Ben onu, adını sonradan Munis Tekinalp olarak değiştiren Moiz Kohen’le karşılaştırıyorum. Moiz Kohen de Selanikli idi ve Angèle Guéron ile aynı dönemde yaşamıştı. Gazeteci-yazar Liz Behmoaras, bundan yirmi yıl kadar önce 'Bir Kimlik Arayışının Hikâyesi'(1) başlığı altında Munis Tekinalp'in hayatını konu alan bir kitap yazdı. Büyük halamın anılarını Türkçe’ye çevirirken bu kitabı hatırladım ve yeniden okudum. Angèle Guéron da tıpkı Moiz Kohen gibi büyük bir Osmanlı vatanseveriydi. Üstelik ikisinin pek çok ortak yanları vardı. Selanik’te kalabalık aileler içinde büyümüşler, Alyans Okulları’nda okumuşlardı. Ancak Moiz Kohen, İttihak ve Terakki Cemiyeti’ne üyeydi; imkan olsaydı Angèle Guéron da üye olur muydu? Sanmıyorum, zira anılarda İttihat ve Terakki Cemiyeti’nden ve Enver Bey’den Edirne’yi geri almasından dolayı büyük bir coşku ve övgüyle söz etse bile, öncesinde Nâzım Paşa’nın öldürülmesini ve yönetimin Cemiyet tarafından askerî darbe ile ele geçirilmesini hiçbir şekilde tasvip etmiyordu.Guéron’un eleştirilerine gelince, ben bunları ‘döneminin ruhu içinde’ diye tanımlayarak belirli bir zaman dilimi içinde sınırlamak istemem. Yüz küsur yıl önce yaşananlar bugün yaşananlardan çok farklı değil ne yazık ki! Siyasi ve sosyal entrikalar, savaşlar, bombalamalar, kuşatmalar, açlık, adaletsizlik, sosyal dengesizlik bugünün de önde gelen başlıca sorunları. Haliyle dönemin siyasal ve sosyal yaşamına yönelik bu eleştirel bakışı rahatlıkla günümüze taşıyabiliriz. Angèle Guéron’un anılarına bu gözle baktım ve geçmişi aktarırken aslında bugünü anlatmaya çalıştım.

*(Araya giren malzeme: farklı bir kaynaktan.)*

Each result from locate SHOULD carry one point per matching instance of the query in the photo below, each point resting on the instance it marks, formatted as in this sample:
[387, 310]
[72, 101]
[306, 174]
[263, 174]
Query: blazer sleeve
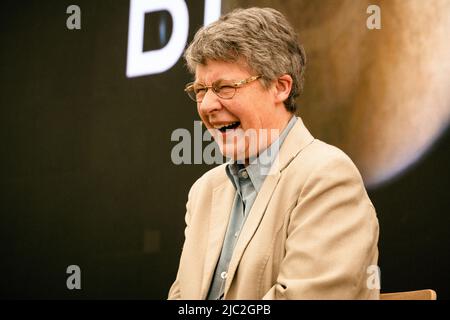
[331, 239]
[175, 290]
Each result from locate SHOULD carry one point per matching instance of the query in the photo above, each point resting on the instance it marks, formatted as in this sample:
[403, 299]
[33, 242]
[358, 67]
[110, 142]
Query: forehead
[214, 70]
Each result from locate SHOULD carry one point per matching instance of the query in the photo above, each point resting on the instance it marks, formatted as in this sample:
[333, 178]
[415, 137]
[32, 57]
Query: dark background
[87, 178]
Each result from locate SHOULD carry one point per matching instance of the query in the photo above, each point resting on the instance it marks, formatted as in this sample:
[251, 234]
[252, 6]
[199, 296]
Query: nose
[210, 103]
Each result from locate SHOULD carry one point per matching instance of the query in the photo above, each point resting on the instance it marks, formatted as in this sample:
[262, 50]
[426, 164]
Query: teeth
[227, 125]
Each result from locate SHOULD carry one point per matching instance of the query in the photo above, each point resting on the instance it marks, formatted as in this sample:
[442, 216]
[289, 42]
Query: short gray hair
[262, 36]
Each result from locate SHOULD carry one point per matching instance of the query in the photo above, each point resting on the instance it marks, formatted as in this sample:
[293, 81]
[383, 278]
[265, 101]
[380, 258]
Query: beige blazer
[312, 232]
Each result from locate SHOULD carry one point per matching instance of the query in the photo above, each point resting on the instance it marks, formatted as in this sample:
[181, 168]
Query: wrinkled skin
[383, 96]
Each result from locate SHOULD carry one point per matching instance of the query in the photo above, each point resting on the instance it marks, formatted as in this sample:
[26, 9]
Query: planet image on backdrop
[383, 96]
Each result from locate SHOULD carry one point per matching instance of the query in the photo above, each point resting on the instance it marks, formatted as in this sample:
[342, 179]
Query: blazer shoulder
[210, 179]
[323, 158]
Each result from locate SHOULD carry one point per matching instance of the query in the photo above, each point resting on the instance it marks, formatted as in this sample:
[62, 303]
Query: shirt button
[244, 174]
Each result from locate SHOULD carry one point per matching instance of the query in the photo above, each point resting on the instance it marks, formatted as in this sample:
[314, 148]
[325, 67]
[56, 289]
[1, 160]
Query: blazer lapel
[221, 205]
[296, 140]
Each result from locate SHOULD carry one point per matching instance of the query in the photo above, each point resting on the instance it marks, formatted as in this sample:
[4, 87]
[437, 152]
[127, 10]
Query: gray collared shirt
[247, 182]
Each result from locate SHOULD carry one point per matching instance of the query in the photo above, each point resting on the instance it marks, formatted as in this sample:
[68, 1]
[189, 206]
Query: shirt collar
[259, 168]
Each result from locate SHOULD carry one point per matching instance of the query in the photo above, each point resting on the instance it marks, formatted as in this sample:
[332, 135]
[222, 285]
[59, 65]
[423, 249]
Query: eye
[199, 89]
[224, 88]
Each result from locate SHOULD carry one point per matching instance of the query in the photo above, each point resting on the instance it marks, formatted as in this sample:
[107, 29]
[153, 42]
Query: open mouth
[230, 126]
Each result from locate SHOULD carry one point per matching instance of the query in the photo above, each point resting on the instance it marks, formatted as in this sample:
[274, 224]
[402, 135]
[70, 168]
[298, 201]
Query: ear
[283, 87]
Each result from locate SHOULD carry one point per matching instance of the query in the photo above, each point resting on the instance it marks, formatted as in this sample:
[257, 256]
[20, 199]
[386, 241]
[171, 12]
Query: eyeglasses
[224, 89]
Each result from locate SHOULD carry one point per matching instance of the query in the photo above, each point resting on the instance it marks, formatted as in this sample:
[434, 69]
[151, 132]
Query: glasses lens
[224, 89]
[191, 92]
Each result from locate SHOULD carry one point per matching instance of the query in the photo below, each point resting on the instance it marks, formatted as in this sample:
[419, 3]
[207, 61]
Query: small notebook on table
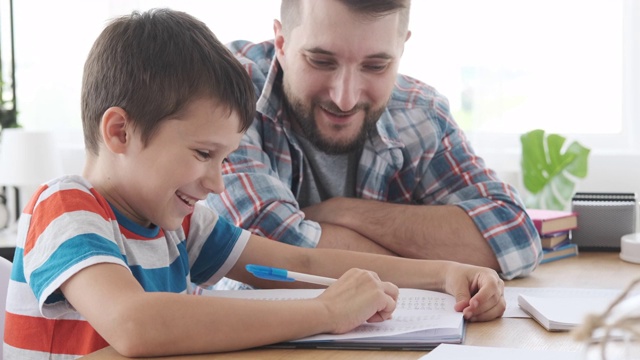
[422, 320]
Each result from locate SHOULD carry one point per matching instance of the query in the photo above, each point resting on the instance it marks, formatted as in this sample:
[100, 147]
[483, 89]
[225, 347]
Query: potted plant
[550, 172]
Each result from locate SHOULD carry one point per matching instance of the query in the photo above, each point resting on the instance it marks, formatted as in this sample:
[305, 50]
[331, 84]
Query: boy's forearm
[215, 324]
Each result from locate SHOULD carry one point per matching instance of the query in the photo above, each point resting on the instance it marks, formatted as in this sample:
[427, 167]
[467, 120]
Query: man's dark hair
[290, 11]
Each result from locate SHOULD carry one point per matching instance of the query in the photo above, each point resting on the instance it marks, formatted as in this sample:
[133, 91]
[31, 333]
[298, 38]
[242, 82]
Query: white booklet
[562, 313]
[467, 352]
[422, 320]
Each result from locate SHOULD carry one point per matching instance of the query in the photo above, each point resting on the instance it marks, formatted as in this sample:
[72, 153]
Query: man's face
[339, 71]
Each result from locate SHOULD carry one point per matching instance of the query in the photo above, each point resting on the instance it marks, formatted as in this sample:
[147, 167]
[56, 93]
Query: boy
[107, 258]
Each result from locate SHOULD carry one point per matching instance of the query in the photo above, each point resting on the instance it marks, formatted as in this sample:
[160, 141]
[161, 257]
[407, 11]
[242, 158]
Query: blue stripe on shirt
[215, 251]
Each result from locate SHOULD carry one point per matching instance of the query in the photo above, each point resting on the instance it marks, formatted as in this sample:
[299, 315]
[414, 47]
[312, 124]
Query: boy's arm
[139, 323]
[478, 290]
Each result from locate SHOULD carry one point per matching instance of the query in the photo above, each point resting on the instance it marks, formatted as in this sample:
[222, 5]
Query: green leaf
[549, 174]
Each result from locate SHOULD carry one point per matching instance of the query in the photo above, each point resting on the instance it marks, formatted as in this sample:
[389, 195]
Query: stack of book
[554, 227]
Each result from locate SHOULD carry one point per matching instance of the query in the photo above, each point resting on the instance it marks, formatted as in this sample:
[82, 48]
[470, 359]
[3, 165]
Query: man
[345, 153]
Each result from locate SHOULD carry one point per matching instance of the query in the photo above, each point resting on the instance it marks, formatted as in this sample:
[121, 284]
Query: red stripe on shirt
[57, 204]
[74, 337]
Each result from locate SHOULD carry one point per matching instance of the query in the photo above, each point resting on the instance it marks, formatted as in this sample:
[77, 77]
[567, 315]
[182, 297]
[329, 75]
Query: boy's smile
[159, 184]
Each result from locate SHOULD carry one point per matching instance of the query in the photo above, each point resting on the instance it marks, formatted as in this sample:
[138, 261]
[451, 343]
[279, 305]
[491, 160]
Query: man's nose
[346, 89]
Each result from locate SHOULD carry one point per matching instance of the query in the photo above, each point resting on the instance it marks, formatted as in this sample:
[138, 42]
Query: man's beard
[305, 118]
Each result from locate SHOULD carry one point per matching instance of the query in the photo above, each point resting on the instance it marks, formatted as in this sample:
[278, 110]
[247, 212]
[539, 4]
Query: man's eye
[321, 63]
[376, 68]
[203, 154]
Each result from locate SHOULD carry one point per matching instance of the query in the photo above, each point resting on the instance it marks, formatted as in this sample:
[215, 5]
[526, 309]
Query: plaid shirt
[418, 155]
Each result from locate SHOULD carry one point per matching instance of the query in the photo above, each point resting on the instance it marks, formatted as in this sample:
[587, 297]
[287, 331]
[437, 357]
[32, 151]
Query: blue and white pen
[271, 273]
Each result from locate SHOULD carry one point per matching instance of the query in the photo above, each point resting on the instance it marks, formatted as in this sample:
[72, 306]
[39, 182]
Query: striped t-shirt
[68, 226]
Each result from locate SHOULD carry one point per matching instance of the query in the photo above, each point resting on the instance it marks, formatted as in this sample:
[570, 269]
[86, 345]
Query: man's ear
[278, 37]
[115, 129]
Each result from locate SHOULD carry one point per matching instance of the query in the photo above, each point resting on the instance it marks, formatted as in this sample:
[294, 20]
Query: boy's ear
[115, 129]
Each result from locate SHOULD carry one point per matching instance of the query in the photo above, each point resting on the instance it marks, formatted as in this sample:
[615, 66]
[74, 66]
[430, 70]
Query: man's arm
[443, 232]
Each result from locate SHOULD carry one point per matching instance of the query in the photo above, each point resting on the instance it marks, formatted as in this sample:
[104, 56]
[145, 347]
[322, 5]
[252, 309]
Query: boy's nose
[212, 181]
[345, 91]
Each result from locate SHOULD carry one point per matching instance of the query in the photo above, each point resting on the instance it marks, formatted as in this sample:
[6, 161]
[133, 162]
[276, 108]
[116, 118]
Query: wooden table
[587, 270]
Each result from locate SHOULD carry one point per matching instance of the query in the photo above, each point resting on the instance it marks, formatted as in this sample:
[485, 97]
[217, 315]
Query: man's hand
[479, 291]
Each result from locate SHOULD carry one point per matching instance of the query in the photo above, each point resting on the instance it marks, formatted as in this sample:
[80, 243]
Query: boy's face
[181, 164]
[338, 72]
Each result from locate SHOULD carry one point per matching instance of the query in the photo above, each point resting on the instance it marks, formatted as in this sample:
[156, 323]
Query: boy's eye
[204, 155]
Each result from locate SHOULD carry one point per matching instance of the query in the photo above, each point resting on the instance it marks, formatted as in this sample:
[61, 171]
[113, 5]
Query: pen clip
[269, 273]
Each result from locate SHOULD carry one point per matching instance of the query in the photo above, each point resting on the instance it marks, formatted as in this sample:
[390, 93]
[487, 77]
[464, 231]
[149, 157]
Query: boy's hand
[356, 297]
[479, 291]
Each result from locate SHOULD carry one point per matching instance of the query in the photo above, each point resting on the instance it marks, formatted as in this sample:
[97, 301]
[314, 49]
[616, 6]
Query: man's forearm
[339, 237]
[442, 232]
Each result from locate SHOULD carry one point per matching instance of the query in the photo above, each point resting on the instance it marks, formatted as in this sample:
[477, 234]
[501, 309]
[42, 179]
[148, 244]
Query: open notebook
[423, 319]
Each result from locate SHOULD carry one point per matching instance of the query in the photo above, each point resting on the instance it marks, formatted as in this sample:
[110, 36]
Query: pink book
[553, 221]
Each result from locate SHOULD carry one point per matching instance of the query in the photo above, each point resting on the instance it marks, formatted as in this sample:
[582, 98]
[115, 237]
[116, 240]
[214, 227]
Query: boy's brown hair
[152, 65]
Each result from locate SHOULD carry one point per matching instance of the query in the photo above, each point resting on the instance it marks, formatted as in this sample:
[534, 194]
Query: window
[567, 66]
[508, 67]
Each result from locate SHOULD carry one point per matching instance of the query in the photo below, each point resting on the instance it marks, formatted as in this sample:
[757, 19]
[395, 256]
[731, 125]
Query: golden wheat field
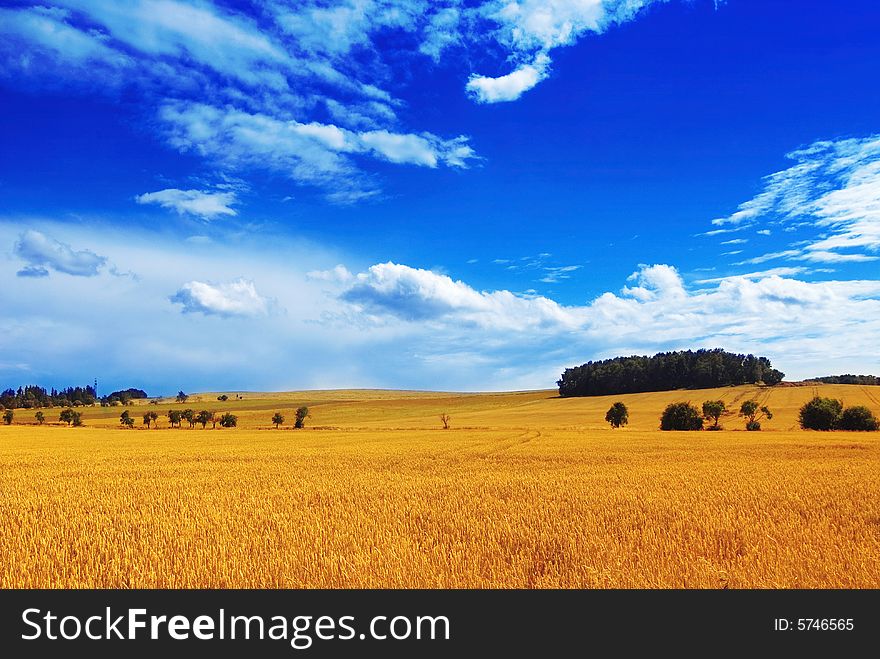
[524, 490]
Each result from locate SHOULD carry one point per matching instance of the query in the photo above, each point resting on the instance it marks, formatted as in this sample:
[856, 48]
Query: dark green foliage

'YAHUDİ TOPLUMU O DÖNEMDE KENDİSİNİ DİĞER AZINLIKLARDAN FARKLI OLARAK OSMANLI’NIN AYRICALIKLI BİR UNSURU OLARAK GÖRÜYOR'
Kendi toplumuna karşı da açıkça bir meydan okuması var. Örneğin en yetkili makamın, Hahambaşılığın emirlerini uygun bulmayarak, itaat etmiyor. Sonrasında da yine kendi toplumu tarafından iftira, dedikodu vb. çarpıtmalarla cezalandırılıyor. Balkan Savaşı sürerken Türkiye Yahudilerinin genel bir portresini çıkarabilir miyiz? Angèle Guéron, bu yapının neresindeydi?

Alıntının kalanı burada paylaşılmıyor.